Formula E | Londra E-Prix – Di Grassi difende Audi: “È stata una mossa audace e rischiosa”

Lucas Di Grassi difende la scelta fatta da Audi nell’E-Prix di Londra. Il brasiliano sottolinea infatti come rientrare in pitlane fosse perfettamente legale.

Formula E - E-Prix Londra - Lucas Di Grassi Audi
Audi e-tron FE07 #11 (Audi Sport ABT Schaeffler), Lucas di Grassi

Nell’E-Prix di Londra Audi ha preso una decisione particolare, far rientrare Lucas Di Grassi in pitlane sotto regime di Safety Car. La mossa aveva chiaramente come scopo quello di sfruttare una velocità in pitlane maggiore di quella tenuta dietro la vettura di sicurezza. La manovra eseguita non è illegale a patto che sia eseguita correttamente, Di Grassi doveva infatti completamente fermarsi nella sua piazzola e poi ripartire.
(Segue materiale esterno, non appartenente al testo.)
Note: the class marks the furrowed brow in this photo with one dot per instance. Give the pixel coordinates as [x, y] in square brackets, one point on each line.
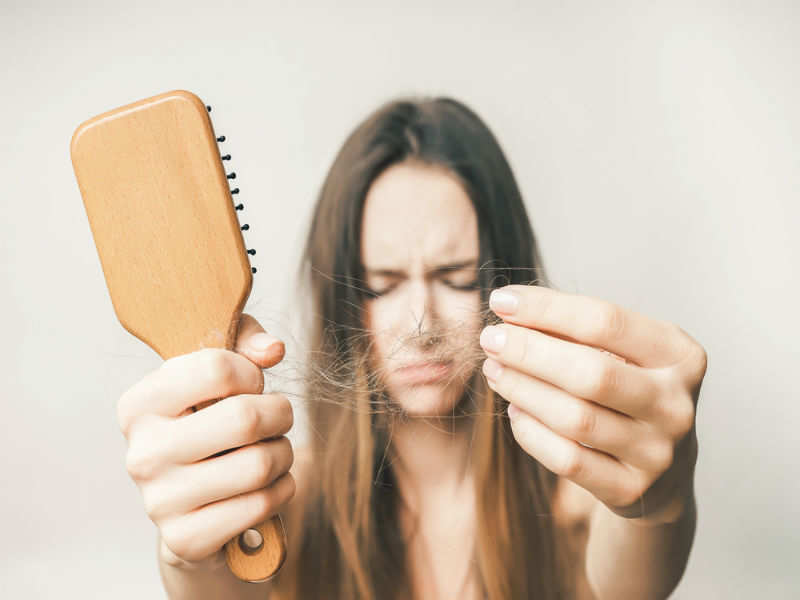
[437, 270]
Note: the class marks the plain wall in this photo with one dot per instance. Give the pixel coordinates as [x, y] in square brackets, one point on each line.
[655, 145]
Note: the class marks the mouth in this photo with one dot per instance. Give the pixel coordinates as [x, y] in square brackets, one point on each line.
[423, 373]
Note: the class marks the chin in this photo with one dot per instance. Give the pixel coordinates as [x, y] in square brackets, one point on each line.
[428, 400]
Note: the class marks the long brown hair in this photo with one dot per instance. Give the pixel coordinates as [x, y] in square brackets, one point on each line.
[347, 541]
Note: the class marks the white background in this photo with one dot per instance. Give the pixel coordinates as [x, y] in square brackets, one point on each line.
[655, 144]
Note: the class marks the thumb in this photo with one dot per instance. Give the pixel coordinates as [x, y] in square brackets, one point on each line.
[256, 344]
Il brasiliano non si ferma però del tutto, la macchina sembra arrestarsi ma, come dichiarato dal pilota, non raggiunge gli 0 km/h. A quel punto la FIA non può far altro che penalizzare il pilota n.11, drive through per aver infranto la procedura di Safety Car. Audi però non riferisce a Di Grassi della penalità e a fine gara arriva la squalifica e una multa per il team per non aver informato il pilota.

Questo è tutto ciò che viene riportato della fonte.